Quality constraints enforced throughout:

CRAP score < 8 (complexity × coverage metric via SimpleCov)
Every test must justify its carrying cost
No unrelated refactors in a story PR
100% pre-merge issue catch rate across 29 PRDs — zero issues reached CI
Build metrics tracked at the story level: tests added, total tests, verify issues found, issues fixed

A key evolution: Codex collaborates at every step via MCP, not just as a code generator. Codex researches context during intake, recommends slicing strategies, proposes architecture, implements code, reviews independently, and verifies demos. The workflow treats Codex as a collaborator with specific roles at each gate, not a general-purpose assistant.

The project wiki is continuously updated as part of the process. Each completed PRD generates a wiki summary with diagrams and a retrospective. Recommendations from retrospectives feed into the next PRD’s planning — creating a learning loop across the entire project.

Risk

The risk was over-process.

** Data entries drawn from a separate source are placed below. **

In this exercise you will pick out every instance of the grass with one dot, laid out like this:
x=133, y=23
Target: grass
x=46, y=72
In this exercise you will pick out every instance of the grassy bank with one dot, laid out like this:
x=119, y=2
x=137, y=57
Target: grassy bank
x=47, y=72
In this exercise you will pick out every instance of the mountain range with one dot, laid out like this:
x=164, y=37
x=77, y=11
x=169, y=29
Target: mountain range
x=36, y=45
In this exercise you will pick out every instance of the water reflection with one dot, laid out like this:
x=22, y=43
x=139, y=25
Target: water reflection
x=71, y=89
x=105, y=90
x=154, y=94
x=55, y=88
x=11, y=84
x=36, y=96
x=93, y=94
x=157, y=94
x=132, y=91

A solo developer adding nine mandatory steps to every feature sounds like bureaucracy. The workflow could slow me down more than it helped, especially for small changes.

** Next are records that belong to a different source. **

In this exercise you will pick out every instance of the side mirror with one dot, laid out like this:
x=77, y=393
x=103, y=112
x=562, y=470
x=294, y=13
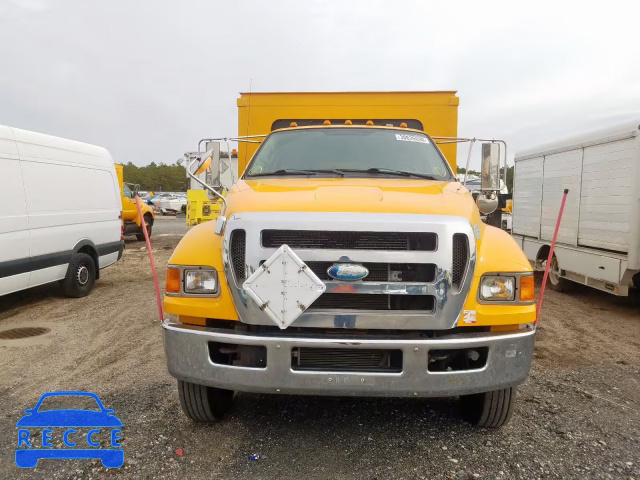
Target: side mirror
x=490, y=175
x=204, y=162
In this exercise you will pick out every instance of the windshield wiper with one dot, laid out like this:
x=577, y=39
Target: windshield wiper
x=290, y=171
x=390, y=171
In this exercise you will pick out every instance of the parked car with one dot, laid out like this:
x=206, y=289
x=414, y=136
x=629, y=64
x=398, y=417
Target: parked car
x=61, y=212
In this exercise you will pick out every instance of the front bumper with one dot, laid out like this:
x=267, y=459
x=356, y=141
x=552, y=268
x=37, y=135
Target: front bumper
x=508, y=363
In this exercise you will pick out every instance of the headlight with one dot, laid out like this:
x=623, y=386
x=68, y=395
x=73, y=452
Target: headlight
x=199, y=281
x=497, y=288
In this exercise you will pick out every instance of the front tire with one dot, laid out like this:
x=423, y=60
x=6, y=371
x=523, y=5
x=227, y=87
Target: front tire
x=556, y=282
x=204, y=404
x=490, y=409
x=81, y=276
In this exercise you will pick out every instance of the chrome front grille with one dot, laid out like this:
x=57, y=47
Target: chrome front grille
x=362, y=301
x=411, y=241
x=384, y=272
x=419, y=265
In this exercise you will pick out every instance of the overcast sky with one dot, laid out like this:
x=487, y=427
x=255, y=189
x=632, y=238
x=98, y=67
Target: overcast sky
x=148, y=79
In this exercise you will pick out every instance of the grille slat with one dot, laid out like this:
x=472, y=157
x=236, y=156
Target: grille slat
x=363, y=301
x=384, y=272
x=334, y=240
x=238, y=252
x=460, y=259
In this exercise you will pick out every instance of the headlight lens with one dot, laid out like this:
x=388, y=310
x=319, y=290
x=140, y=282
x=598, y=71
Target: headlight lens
x=497, y=288
x=200, y=281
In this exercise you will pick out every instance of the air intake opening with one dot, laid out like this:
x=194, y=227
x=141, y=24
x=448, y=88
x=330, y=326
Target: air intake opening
x=238, y=251
x=460, y=259
x=346, y=360
x=458, y=359
x=250, y=356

I accepted this risk because the alternative — shipping fast without gates — had already failed. Early in the sabbatical, I shipped features that looked correct but had subtle bugs, missing edge cases, or product mismatches that required rework. The rework cost more than the gates would have.

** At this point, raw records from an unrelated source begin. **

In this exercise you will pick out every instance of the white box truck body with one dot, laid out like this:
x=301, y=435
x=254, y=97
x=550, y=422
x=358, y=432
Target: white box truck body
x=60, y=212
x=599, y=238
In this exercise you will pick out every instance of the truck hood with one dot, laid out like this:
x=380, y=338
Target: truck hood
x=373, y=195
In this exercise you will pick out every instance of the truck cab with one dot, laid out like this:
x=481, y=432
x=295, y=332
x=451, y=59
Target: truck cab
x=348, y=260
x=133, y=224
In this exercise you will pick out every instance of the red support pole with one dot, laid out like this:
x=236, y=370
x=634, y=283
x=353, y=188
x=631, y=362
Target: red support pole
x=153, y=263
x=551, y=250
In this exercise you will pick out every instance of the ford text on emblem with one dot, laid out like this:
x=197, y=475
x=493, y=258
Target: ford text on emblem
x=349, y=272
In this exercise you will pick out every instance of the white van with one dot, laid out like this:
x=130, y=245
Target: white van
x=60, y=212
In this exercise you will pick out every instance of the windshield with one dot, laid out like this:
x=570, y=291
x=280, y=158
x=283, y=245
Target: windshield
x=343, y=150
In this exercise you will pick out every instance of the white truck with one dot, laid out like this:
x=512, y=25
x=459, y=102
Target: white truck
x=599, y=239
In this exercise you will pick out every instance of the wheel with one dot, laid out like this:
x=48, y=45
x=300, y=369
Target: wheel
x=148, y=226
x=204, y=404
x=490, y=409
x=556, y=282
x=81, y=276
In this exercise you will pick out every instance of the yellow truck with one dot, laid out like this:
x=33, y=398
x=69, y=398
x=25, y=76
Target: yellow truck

The other risk: the workflow was designed for me, working with AI. It might not transfer to a team context. I accepted this because the principles (plan before code, test before implementation, review before CI, demo before merge, document what you learned) are universal — only the tooling is specific.

Change

The workflow evolved across projects. The community portal project — a multi-tenant SaaS for Florida condo associations — was the most complete expression: 29 PRDs, 150+ stories, 2,359 tests, with story-level build metrics tracked throughout.

Specific outcomes:

Zero rollbacks on any project using the full workflow
100% pre-merge issue catch rate — dual reviewers (agent + Codex) caught disjoint issue classes
Test coverage grew 8.5x over the project (278 → 2,359 tests)
Demo documentation and product callouts created a reviewable product record, not just a code record
Retrospectives per PRD created a learning loop — each PRD’s process improved from the last
The /verify gate consistently caught issues that would have failed CI, saving time and maintaining flow

The workflow also produced transferable judgment about AI-assisted development: the AI is excellent at generating code from a clear plan and test spec, but poor at deciding what to build, what to skip, and when the product is actually done. The human gates (plan, review, demo) are where the judgment lives. Codex is powerful as a collaborator with defined roles — not as an autonomous agent.

What This Demonstrates

Process design for AI-augmented work: Not “use AI to go faster” but “design a workflow that makes AI-assisted development reliable and measurable.”
Codex as a structured collaborator: Defined roles at each gate (researcher, implementer, reviewer, verifier) — not a general-purpose chatbot.
Quality gates that earn their cost: Each gate exists because skipping it produced a measurable failure. No gate was added speculatively.
Velocity with evidence: 29 PRDs with story-level metrics, dual review, and continuous documentation. The speed is supported by artifacts.
Transferable operating system: The specific tools are mine, but the pattern (intake → slice → plan → implement → review → accept → ship → document) applies to any team adopting AI-assisted development.